Didier Jayle, président de la MILDT, a peu d’idées et encore moins de bonnes idées, mais il a une véritable force : sa pugnacité à défendre des mesures ineptes. Sa proposition de classer le Subutex® dans la catégorie des stupéfiants repose sur une logique simple : elle permettrait de réduire le trafic et « donc » le détournement et « donc » le mésusage, sans rien changer pour les usagerEs « normaux » de ce traitement. Tout le problème est bien entendu dans ces deux « donc » et dans « normaux »…
Une mesure policière avec des objectifs sanitaires, une solution simple pour des problèmes compliqués… ce n’est ni la première ni la dernière fois qu’on nous servira cette soupe à l’égard des usagerEs de drogues et des personnes substituées. Qu’importe qu’il ait été démontré mille fois que cela ne fonctionne jamais (le système de la prohibition en est le tout premier exemple), qu’une conférence de consensus* sur les traitements de substitution ait abouti à des dizaines de propositions beaucoup plus réalistes et que la quasi totalité des actrices et acteurs de la réduction des risques et du soin spécialisé se soient prononcéEs haut et fort contre cette proposition. Quand des centaines de médecins, professionnelLEs et usagerEs lui hurlent que ça ne peut pas fonctionner et que cela va nuire à l’efficacité des traitements, Didier Jayle n’entend que le murmure des juges et des douanierEs qui lui assurent qu’ils sont les mieux placéEs pour en décider.

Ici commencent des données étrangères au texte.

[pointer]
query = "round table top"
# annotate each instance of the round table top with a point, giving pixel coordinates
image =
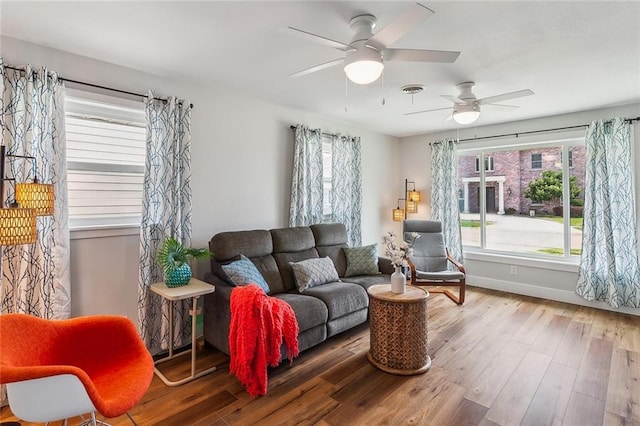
(411, 294)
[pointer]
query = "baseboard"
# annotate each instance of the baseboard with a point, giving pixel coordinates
(543, 293)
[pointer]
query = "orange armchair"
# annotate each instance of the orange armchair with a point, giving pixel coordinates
(57, 369)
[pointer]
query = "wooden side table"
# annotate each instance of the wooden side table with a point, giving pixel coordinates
(193, 291)
(398, 327)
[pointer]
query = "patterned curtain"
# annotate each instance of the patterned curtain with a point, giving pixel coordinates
(166, 212)
(346, 184)
(444, 194)
(609, 266)
(306, 180)
(35, 277)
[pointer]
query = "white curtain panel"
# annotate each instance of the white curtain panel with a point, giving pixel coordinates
(306, 179)
(346, 184)
(35, 277)
(609, 267)
(166, 212)
(444, 194)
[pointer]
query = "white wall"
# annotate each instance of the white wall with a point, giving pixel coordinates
(550, 280)
(242, 152)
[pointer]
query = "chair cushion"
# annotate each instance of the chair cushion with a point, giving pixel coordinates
(243, 272)
(313, 272)
(429, 253)
(439, 276)
(361, 260)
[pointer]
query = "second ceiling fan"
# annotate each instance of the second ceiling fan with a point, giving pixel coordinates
(367, 53)
(466, 107)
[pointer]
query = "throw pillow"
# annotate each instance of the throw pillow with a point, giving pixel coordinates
(313, 272)
(361, 260)
(243, 272)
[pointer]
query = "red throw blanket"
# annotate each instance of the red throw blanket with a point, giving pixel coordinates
(258, 325)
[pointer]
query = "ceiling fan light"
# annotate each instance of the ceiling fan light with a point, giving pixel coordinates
(363, 66)
(466, 114)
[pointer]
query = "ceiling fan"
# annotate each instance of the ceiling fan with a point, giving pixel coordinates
(466, 107)
(367, 53)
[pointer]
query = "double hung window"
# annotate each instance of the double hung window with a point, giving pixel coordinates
(530, 204)
(105, 160)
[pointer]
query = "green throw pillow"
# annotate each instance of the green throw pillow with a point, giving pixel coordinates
(361, 260)
(313, 272)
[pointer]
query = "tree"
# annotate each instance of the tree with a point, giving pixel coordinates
(548, 187)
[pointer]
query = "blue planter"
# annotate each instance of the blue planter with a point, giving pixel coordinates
(179, 276)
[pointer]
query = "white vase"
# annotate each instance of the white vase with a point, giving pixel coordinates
(398, 281)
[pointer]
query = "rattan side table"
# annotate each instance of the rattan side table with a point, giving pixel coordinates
(398, 327)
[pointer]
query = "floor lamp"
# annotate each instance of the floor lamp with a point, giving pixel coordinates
(18, 220)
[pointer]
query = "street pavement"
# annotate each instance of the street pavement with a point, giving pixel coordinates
(518, 233)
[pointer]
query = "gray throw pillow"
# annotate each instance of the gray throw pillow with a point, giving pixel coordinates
(313, 272)
(243, 272)
(361, 260)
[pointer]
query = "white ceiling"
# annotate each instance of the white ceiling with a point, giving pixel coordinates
(574, 55)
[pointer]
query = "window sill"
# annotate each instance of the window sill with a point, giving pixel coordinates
(565, 265)
(88, 232)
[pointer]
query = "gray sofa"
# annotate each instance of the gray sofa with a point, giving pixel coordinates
(322, 311)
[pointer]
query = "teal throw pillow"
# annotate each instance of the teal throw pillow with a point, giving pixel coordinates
(361, 260)
(243, 272)
(313, 272)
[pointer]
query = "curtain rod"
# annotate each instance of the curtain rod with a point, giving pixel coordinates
(292, 127)
(534, 131)
(97, 86)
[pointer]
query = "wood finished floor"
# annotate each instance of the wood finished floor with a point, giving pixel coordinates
(500, 359)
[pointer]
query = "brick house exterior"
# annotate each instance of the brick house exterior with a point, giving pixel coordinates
(507, 176)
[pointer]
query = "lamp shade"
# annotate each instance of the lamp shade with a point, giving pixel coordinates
(412, 206)
(363, 66)
(17, 226)
(414, 196)
(37, 196)
(398, 214)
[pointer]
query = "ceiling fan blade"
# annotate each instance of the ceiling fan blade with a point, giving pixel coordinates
(428, 110)
(400, 26)
(454, 99)
(318, 67)
(317, 39)
(502, 107)
(418, 55)
(504, 97)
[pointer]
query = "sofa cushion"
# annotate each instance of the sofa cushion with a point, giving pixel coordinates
(313, 272)
(329, 234)
(310, 311)
(286, 272)
(330, 239)
(341, 298)
(361, 260)
(227, 246)
(367, 281)
(243, 272)
(286, 240)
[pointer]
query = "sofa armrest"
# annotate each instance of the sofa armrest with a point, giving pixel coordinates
(385, 266)
(217, 313)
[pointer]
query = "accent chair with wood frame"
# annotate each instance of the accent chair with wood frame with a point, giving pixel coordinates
(429, 262)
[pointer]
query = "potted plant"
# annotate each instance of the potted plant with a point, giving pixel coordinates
(173, 258)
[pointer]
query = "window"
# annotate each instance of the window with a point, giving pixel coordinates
(536, 161)
(488, 164)
(105, 160)
(535, 220)
(327, 187)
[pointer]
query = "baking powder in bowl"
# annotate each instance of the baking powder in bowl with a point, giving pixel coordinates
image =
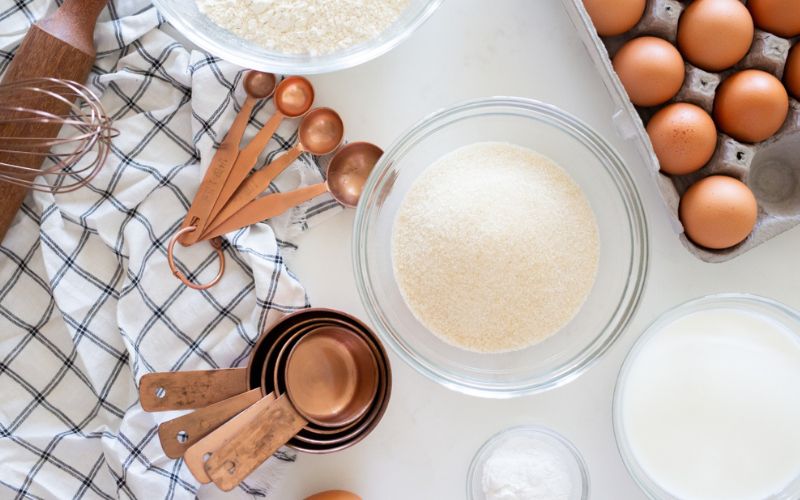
(709, 406)
(526, 468)
(495, 247)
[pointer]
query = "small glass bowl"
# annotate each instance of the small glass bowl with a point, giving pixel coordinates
(754, 304)
(550, 440)
(590, 161)
(199, 29)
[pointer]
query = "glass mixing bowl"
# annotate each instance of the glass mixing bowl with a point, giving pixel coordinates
(623, 239)
(184, 15)
(768, 309)
(548, 440)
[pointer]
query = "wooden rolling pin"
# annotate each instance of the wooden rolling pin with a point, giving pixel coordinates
(59, 46)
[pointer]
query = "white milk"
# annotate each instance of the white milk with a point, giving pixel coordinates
(711, 406)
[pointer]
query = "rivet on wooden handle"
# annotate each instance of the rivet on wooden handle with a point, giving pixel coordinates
(254, 443)
(197, 454)
(187, 390)
(178, 434)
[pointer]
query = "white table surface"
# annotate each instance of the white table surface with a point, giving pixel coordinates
(476, 48)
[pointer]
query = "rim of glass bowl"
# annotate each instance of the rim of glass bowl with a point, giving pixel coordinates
(299, 64)
(480, 455)
(637, 267)
(753, 303)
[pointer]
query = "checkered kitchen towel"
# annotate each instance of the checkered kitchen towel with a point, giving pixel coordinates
(87, 302)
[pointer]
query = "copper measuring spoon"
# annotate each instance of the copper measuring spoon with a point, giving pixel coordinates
(347, 173)
(257, 85)
(331, 379)
(320, 133)
(293, 98)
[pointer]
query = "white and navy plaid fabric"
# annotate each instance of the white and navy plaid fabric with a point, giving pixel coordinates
(87, 302)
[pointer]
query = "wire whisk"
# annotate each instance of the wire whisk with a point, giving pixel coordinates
(54, 134)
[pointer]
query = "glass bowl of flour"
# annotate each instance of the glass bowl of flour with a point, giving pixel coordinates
(500, 247)
(528, 462)
(296, 36)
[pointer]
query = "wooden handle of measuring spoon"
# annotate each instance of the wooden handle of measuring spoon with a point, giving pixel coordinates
(245, 162)
(165, 391)
(197, 454)
(255, 185)
(178, 434)
(267, 207)
(254, 443)
(224, 159)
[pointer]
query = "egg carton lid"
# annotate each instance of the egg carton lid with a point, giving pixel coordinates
(770, 168)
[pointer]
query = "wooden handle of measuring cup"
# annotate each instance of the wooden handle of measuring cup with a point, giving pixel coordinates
(178, 434)
(165, 391)
(254, 443)
(60, 46)
(197, 454)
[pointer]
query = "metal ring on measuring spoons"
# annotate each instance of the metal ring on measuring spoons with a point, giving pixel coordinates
(216, 243)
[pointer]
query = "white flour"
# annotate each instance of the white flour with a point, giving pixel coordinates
(304, 26)
(525, 470)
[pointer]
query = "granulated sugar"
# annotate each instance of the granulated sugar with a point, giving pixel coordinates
(304, 26)
(495, 247)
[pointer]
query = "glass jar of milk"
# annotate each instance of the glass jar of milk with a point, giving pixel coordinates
(707, 403)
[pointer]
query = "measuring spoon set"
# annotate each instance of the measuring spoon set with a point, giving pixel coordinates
(319, 380)
(228, 197)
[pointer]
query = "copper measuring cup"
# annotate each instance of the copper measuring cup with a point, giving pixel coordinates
(314, 434)
(332, 378)
(312, 438)
(347, 173)
(293, 98)
(320, 133)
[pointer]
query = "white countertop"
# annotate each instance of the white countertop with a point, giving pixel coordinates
(477, 48)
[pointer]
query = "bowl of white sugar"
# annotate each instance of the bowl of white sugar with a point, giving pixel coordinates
(500, 247)
(297, 36)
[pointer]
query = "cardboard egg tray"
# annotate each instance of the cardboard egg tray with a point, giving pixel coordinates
(771, 168)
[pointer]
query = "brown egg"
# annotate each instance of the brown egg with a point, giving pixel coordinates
(781, 17)
(791, 74)
(718, 212)
(684, 138)
(751, 105)
(614, 17)
(334, 495)
(651, 70)
(715, 34)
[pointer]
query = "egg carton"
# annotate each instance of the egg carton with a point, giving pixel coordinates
(770, 168)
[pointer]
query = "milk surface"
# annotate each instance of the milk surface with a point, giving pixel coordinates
(711, 406)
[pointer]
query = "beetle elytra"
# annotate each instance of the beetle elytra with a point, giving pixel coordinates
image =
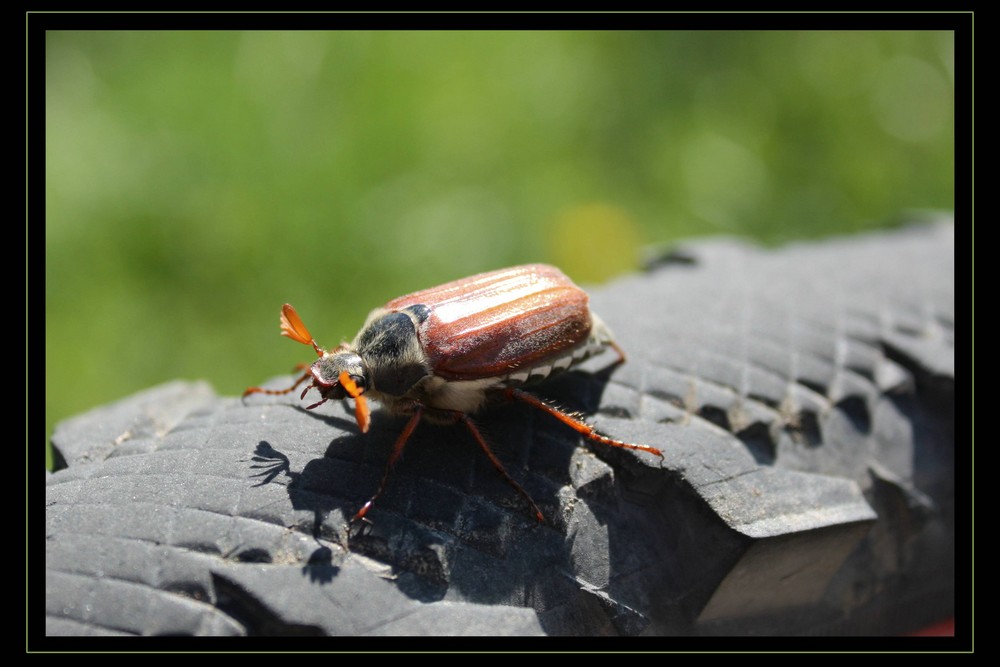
(441, 353)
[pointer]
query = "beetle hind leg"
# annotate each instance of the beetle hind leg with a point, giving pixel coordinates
(577, 425)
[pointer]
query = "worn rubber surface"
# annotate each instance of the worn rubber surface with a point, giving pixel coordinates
(803, 398)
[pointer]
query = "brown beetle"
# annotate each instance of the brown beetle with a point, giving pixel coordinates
(442, 352)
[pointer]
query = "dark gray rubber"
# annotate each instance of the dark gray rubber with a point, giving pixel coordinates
(803, 398)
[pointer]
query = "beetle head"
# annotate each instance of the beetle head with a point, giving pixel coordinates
(337, 374)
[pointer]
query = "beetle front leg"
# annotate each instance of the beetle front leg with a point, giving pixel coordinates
(279, 392)
(397, 451)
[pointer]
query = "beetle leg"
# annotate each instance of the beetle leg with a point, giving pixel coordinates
(278, 392)
(577, 425)
(397, 451)
(465, 419)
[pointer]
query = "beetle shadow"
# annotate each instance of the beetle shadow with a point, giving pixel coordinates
(447, 521)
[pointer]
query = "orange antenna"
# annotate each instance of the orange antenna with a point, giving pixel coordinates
(293, 327)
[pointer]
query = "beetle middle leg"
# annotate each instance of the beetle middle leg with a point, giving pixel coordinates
(453, 415)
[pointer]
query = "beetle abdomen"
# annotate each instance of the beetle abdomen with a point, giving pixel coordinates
(503, 323)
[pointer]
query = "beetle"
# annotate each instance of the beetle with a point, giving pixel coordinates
(443, 352)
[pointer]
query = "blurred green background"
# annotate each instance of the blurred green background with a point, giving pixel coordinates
(195, 181)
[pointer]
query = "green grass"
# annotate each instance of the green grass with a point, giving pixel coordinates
(195, 181)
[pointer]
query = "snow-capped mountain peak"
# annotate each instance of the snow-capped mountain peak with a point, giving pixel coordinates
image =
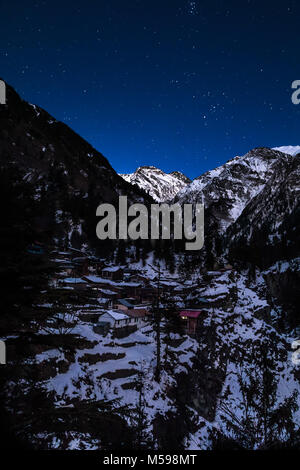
(162, 186)
(230, 187)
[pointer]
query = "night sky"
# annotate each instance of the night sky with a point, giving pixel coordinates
(182, 85)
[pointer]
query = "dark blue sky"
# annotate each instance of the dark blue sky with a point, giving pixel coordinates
(182, 85)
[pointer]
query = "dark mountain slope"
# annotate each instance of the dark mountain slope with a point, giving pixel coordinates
(70, 178)
(268, 228)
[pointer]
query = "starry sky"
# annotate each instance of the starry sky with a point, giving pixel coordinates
(181, 85)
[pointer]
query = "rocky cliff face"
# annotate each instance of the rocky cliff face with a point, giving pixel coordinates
(68, 175)
(228, 189)
(163, 187)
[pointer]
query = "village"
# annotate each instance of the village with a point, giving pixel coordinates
(125, 297)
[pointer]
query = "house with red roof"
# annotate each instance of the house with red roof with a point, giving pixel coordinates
(190, 318)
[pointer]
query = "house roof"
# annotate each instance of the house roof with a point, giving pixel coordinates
(137, 313)
(125, 302)
(190, 313)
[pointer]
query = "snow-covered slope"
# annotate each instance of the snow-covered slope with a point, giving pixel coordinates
(229, 188)
(162, 186)
(270, 223)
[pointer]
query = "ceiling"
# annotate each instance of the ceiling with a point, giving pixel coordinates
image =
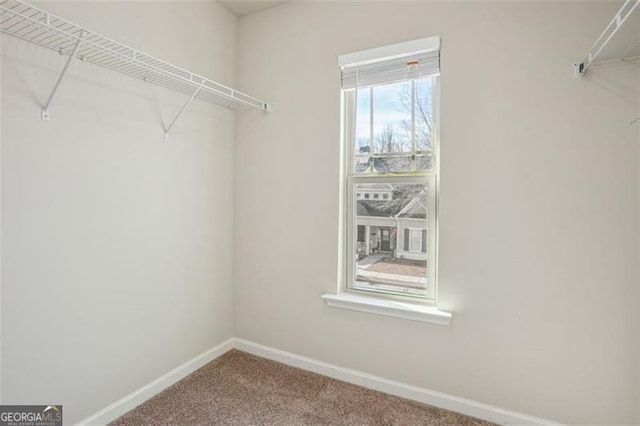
(241, 7)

Qui pourrait sérieusement et honnêtement prétendre que ce reclassement sera sans conséquence pour les usagerEs ? Une telle affirmation ne peut qu’être le fruit d’une méconnaissance du terrain ou de la volonté d’en livrer une lecture simpliste :
– une grande partie des usagerEs du marché noir sont des personnes qui n’utilisent pas le Subutex® ( (buprénorphine) comme un « stupéfiant » (rappelons que ses effets psychotropes sont minimes) mais bien comme un traitement de substitution « sauvage » puisqu’ils sont dépendants aux opiacés, si le marché noir ne peut évidemment pas être considéré comme satisfaisant, au moins faut-il s’interroger sur ce qui pousse ces usagerEs à se fournir dans la rue plutôt que d’aller voir unE médecin et d’avoir leur traitement gratuitement ;
– une grande partie des usagerEs du marché noir est constituée de personnes particulièrement marginalisées, sans la moindre couverture sociale, et qui n’ont donc pas la possibilité d’obtenir une prescription : seuls de rarissimes dispositifs d’accès bas-seuil à la substitution répondent à cette demande (en France, seuls deux bus délivrent de la méthadone anonymement, aucun ne délivre du Subutex®). Sans développement de ces dispositifs, l’assèchement du marché noir s’accompagnera d’un regain de tensions, de violences et possiblement d’un retour à l’héroïne ;
– une grande partie des usagerEs qui utilisent le marché noir ou qui se font prescrire d’importantes quantités en multipliant les médecins, sont des injecteurSEs (le produit est moins efficace lorsqu’il est injecté que lorsque qu’on le laisse fondre sous la langue d’où l’utilisation de quantités plus importantes), ils et elles sont souvent dans l’incapacité de mettre un terme à leurs pratiques d’injection. La conférence de consensus proposait, d’une part de développer l’accès à la méthadone (qui ne connaît pratiquement aucune forme de mésusage) et d’autre part, de développer des programmes spécifiques de traitements de substitution injectables sans lesquels, on risque encore une fois, d’assister au retour de l’héroïne dans la rue ;
– une très grande partie du Subutex® revendu au marché noir provient d’usagerEs-revendeurSEs qui écoulent quelques boîtes de Subutex® dans un système d’économie de survie, il n’est pas du tout évident que le classement les en dissuade, mais il est certain en revanche qu’ils et elles viendront grossir les rangs des milliers d’usagerEs de drogue emprisonnéEs ;
– assécher l’offre d’un marché noir sans se préoccuper de la demande qui est derrière c’est garantir le déplacement de tout ou partie de ce marché vers d’autres formes de criminalité plus organisées, plus puis-santes et plus violentes ;
– cet assèchement du marché noir assorti du renforcement du cadre administratif de la délivrance (contrôles par les CPAM et, à terme, dossier médical électronique) ne laisseront plus le moindre droit à l’erreur pour l’usagerE : tant pis pour lui et elle s’il égare ou se fait voler son traitement (les usagerEs en grande précarité seront encore une fois les plus exposéEs) ;
– les désagréments et tracasseries que peu-vent subir les usagerEs de ces traitements de la part des forces de l’ordre ne pourront qu’empirer, et là encore, plus spécifiquement auprès des plus marginaliséEs ;
– enfin, qu’on le veuille ou non, la stigmatisation du Subutex® induite par le reclassement aura des conséquences sur la disponibilité du traitement, ne serait-ce que par la portée de cette mesure sur la perception qu’en auront certains généralistes et pharmacienNEs peu informéEs sur sa pertinence.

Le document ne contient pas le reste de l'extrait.